Les réactions pudibondes des dirigeants, les insultes de certains islamistes, ont fini d’énerver la jeunesse libérale, qui étouffe déjà face aux « islamistes [qui] gagnent du terrain », déplore Hend, qui a dansé en niqab. Ils sont nombreux à souligner que le ministre n’a pas mis autant de vigueur à s’élever contre les salafistes, qui ont plusieurs fois installé des tentes de prédication aux portes des lycées.

En soutien aux élèves de Père blanc, de nombreux jeunes ont à leur tour posté sur internet leur Harlem Shake , comme à Monastir ou à Soliman. Dans un institut de langues de Bab el-Khadhra, quartier populaire du centre-ville de Tunis, le tournage a été perturbé par des salafistes et a momentanément viré à la bagarre. Mêmes scènes jeudi à l’université de la Manouba et dans un lycée de Regueb, près de Sidi Bouzid. À Sousse, mercredi, la police a tiré des gaz lacrymogènes contre des lycéens, qui protestaient contre l’interdiction émise par leur directeur de filmer un Harlem Shake dans la cour.
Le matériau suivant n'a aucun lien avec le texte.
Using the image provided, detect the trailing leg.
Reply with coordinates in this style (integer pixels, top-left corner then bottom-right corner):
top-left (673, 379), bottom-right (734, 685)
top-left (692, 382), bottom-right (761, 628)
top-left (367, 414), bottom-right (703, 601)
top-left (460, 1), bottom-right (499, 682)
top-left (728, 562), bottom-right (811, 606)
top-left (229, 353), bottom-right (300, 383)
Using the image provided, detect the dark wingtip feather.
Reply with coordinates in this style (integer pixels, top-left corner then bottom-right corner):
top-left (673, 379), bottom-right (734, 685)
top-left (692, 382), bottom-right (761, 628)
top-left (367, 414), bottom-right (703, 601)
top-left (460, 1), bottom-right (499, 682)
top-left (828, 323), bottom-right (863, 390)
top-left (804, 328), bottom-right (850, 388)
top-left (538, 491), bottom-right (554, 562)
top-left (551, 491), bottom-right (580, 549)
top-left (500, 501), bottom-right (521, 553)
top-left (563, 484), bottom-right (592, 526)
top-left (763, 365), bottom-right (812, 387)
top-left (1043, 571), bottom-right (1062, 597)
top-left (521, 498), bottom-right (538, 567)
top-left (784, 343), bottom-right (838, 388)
« Cette polémique soulève des questions importantes, de liberté d’expression, de droit à l’anticonformisme et à la fête », défend Inès Abichou, l’une des trois initiatrices du « Harlem Shake géant » programmé pour ce vendredi 1er mars devant le ministère. « À la base, dit-elle, on voulait juste délirer sans imaginer que cette histoire aurait un tel retentissement. Ici, on a une arme importante: l’humour. Tout est tourné en dérision. On n’a que ça, c’est l’essence de notre caractère tunisien. Si même ça, on veut nous l’enlever… »

Pour « Missy Ness », de son nom de DJ, « il s’agit aussi de rappeler au ministre ses priorités: on peut toujours acheter ses notes et les manuels scolaires sont dans un état déplorable ».